When I’m at my best, I understand something simple and grounding. I can’t do it all alone. I don’t have to. Leadership was never meant to be a solo sport.
When I’m in my shadow, though, I lean hard into independence. I tell myself I should be able to handle it. That asking for help would slow things down. It’s easier to do it myself.
What actually happens is something else entirely.
I get tired. I get stretched thin. And eventually, I get annoyed that no one is helping me.
That’s the quiet irony of the Upside Down. I’m frustrated with others for not showing up, even though I never gave them the chance.
Independence Isn’t the Enemy. Isolation Is.
Independence, on its own, isn’t a bad thing. It’s how many of us have survived. It’s how we learned to take responsibility, to follow through, to be dependable. The problem begins when independence becomes armor rather than strength.
In the Upside Down, independence sounds like: I’ll just handle it.
In daylight, it sounds like: Who can help me think this through?
One closes doors. The other opens them.
When we refuse to ask for help, we unintentionally send a message that we don’t need anyone else. Over time, people stop offering. Not because they don’t care, but because they respect the boundary we set.
Then we wonder why leadership feels lonely.
People Want to Help
This took me a long time to learn.
Most people want to be useful. They want to contribute. They want to know their effort matters. Asking for help isn’t a burden. It’s an invitation. It tells someone, I trust you. I value your perspective. I can’t do this without you.
That’s not a weakness.
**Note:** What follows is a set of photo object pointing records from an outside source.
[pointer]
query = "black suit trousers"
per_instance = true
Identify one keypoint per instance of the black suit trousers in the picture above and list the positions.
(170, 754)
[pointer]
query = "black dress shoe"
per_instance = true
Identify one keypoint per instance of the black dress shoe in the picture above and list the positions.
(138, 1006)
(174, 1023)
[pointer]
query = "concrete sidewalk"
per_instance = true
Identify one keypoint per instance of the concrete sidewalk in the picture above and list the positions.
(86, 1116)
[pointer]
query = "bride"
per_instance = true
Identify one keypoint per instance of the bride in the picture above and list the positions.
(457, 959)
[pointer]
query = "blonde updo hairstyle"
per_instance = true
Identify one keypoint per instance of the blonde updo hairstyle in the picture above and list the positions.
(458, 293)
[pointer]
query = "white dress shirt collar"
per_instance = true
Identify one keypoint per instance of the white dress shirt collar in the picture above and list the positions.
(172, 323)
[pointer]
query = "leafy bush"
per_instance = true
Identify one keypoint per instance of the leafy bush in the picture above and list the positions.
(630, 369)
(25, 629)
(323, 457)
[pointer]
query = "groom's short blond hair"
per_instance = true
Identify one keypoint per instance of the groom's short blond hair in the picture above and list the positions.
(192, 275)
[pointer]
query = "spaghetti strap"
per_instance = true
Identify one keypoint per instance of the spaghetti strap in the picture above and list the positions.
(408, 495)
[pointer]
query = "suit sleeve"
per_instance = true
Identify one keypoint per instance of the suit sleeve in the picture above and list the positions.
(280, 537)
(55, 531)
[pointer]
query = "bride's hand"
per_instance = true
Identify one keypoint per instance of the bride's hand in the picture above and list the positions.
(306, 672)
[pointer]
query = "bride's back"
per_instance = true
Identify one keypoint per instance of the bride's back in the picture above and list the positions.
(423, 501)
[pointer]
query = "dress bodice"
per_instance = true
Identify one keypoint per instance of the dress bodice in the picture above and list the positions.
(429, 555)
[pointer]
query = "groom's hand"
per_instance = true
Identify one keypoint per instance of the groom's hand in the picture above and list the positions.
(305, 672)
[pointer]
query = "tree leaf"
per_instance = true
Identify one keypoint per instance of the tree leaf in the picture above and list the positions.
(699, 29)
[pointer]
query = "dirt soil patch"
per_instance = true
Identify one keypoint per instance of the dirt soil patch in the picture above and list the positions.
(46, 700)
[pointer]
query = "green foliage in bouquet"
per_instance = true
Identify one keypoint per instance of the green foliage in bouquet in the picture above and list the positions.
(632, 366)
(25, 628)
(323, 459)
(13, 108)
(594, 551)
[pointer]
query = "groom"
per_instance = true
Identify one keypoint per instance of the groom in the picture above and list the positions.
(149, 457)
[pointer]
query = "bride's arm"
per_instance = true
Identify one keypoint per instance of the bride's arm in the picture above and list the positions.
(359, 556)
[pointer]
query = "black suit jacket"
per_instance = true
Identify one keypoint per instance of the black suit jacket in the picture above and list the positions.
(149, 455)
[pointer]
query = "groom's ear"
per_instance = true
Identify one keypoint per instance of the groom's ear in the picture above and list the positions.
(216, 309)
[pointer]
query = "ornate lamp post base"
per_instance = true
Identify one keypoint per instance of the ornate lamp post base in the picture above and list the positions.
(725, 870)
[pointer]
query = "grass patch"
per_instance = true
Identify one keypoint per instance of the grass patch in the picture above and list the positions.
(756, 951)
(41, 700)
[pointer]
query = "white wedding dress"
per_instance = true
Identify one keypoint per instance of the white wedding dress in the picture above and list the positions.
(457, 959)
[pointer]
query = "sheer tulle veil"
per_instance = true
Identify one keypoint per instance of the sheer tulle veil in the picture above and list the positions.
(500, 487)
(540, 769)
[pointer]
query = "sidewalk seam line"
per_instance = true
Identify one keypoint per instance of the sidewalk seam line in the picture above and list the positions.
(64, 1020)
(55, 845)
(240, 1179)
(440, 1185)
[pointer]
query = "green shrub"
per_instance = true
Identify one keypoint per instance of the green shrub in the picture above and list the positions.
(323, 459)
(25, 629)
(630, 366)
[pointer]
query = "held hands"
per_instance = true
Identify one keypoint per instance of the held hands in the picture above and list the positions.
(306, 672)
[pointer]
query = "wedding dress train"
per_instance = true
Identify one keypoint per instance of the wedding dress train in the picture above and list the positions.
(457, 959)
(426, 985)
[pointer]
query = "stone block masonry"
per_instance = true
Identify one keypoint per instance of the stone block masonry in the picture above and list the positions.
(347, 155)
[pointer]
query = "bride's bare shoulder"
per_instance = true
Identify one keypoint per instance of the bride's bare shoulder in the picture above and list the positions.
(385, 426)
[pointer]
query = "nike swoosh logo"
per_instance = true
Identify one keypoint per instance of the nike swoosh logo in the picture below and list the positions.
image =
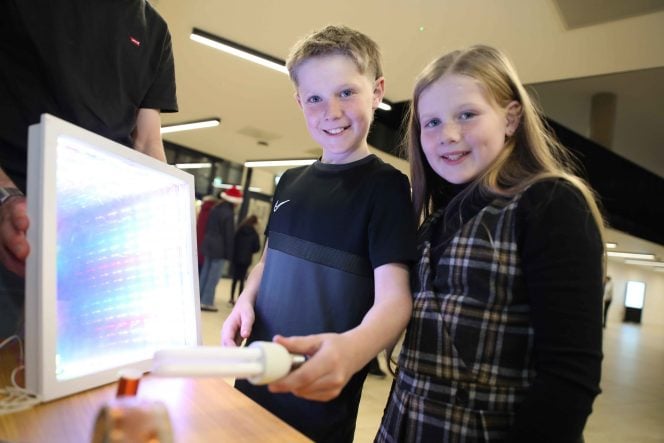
(278, 205)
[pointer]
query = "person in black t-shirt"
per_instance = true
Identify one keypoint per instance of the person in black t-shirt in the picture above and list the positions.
(106, 66)
(333, 279)
(504, 342)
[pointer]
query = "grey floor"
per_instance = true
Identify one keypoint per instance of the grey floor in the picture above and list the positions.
(630, 408)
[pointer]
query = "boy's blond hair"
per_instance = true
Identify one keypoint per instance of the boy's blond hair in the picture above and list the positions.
(337, 40)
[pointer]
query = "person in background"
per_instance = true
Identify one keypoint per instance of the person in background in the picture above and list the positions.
(106, 66)
(217, 245)
(332, 283)
(505, 340)
(208, 202)
(608, 298)
(245, 245)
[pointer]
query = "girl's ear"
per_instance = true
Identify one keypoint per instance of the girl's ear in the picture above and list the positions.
(513, 117)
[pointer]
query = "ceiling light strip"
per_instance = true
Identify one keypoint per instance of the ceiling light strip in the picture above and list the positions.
(249, 54)
(633, 255)
(273, 163)
(654, 264)
(238, 50)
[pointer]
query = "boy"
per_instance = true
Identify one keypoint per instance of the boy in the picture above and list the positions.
(333, 277)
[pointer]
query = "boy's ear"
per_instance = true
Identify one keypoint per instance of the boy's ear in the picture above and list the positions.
(513, 117)
(379, 91)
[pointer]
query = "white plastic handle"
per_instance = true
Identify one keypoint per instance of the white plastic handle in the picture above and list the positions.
(260, 363)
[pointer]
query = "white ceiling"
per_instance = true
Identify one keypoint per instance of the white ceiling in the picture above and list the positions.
(564, 61)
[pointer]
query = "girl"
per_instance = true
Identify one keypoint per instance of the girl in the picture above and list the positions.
(504, 342)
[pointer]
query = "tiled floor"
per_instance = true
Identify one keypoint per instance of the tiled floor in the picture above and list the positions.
(630, 408)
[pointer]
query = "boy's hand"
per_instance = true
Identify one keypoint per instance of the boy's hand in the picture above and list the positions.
(238, 324)
(14, 247)
(324, 375)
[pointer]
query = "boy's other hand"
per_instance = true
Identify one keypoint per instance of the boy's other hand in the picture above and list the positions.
(14, 247)
(238, 324)
(325, 373)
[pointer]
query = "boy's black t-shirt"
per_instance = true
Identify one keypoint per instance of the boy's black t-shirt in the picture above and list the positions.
(330, 227)
(91, 62)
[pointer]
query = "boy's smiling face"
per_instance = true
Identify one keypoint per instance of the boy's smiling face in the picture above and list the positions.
(338, 104)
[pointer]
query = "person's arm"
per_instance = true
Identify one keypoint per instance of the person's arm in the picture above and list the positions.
(562, 266)
(147, 134)
(239, 322)
(14, 223)
(335, 358)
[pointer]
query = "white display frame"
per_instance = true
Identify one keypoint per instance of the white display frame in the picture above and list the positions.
(41, 268)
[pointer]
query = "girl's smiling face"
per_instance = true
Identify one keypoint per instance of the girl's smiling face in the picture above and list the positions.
(462, 130)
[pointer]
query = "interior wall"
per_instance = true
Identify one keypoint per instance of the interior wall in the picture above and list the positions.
(653, 310)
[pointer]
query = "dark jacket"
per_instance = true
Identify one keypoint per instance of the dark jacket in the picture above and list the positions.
(218, 240)
(246, 244)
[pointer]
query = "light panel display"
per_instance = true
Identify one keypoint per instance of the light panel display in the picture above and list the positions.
(113, 277)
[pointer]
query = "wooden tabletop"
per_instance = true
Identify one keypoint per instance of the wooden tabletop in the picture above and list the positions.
(200, 409)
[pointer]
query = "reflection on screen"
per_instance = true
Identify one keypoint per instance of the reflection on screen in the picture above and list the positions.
(124, 261)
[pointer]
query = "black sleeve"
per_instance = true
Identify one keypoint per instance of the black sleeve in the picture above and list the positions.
(392, 225)
(561, 253)
(161, 94)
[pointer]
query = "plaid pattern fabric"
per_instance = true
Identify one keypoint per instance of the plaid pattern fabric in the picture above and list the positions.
(466, 359)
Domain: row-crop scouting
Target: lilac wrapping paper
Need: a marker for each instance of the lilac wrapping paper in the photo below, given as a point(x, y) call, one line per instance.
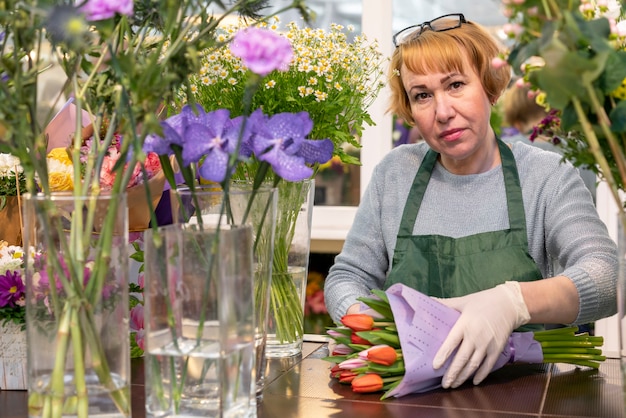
point(423, 324)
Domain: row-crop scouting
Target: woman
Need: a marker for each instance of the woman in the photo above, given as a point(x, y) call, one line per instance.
point(465, 218)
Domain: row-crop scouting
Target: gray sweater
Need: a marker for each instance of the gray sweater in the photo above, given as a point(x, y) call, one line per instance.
point(561, 220)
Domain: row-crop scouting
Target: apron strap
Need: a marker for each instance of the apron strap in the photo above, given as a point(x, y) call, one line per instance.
point(515, 203)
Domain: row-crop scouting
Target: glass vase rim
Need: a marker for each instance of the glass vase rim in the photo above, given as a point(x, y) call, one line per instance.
point(208, 189)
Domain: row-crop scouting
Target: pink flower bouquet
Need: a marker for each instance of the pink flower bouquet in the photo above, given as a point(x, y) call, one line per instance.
point(391, 344)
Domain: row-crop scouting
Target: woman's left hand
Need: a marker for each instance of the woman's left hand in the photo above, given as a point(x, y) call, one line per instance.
point(487, 320)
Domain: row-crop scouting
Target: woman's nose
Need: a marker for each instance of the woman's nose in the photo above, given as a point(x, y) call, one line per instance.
point(444, 109)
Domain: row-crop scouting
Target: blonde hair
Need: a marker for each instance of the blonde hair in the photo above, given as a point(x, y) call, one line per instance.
point(520, 110)
point(444, 52)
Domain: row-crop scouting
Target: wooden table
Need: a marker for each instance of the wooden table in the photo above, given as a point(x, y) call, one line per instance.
point(300, 387)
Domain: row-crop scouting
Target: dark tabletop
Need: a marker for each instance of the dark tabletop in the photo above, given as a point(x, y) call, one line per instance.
point(300, 387)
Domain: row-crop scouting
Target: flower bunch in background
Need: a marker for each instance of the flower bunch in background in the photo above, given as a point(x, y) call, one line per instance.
point(61, 168)
point(12, 289)
point(331, 77)
point(574, 54)
point(390, 345)
point(12, 179)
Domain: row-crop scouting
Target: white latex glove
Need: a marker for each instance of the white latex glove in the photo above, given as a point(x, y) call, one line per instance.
point(487, 320)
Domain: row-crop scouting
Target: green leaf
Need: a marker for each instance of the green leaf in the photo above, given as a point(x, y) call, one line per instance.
point(614, 71)
point(618, 117)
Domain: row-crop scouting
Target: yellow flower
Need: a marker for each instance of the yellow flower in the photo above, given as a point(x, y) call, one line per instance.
point(60, 170)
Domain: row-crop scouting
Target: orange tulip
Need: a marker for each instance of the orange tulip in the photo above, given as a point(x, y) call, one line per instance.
point(355, 339)
point(347, 376)
point(358, 322)
point(367, 383)
point(382, 354)
point(335, 371)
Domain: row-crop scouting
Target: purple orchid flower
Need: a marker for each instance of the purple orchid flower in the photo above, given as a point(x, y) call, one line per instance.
point(105, 9)
point(262, 50)
point(282, 142)
point(173, 131)
point(11, 289)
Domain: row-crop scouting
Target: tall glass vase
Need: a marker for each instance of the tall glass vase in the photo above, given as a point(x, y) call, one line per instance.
point(199, 321)
point(621, 303)
point(77, 305)
point(240, 205)
point(285, 329)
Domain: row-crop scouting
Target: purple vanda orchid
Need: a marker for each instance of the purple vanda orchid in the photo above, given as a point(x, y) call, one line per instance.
point(281, 141)
point(262, 50)
point(95, 10)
That’s leadership.
When you help people get what they want, they are far more willing and able to help you get what you want. Not in a transactional way, but in a human one. Trust compounds. Support multiplies.
Asking for Help Builds Better Leaders
As leaders, our focus shouldn’t be on proving how capable we are. It should be about helping others grow and succeed. When we ask for help, we model something powerful to those watching us.
We show them it’s okay not to have all the answers. We show them that collaboration matters more than ego. We show them leadership isn’t about control. It’s about connection.
Teams don’t grow when leaders carry everything. They grow when leaders share responsibility and create space for others to step up.
Staying Out of the Shadow
The shadow shows up when we confuse self-reliance with self-worth. When we believe our value comes from doing everything ourselves. When asking for help feels like failure instead of wisdom.
Daylight leadership asks a different question: What would be healthier right now?
Sometimes the healthiest move isn’t pushing harder. It’s pausing long enough to say, “I need support.”
Leadership done right is shared weight, shared ownership, and shared wins.
And sometimes, the most important leadership move you can make is simply asking for help.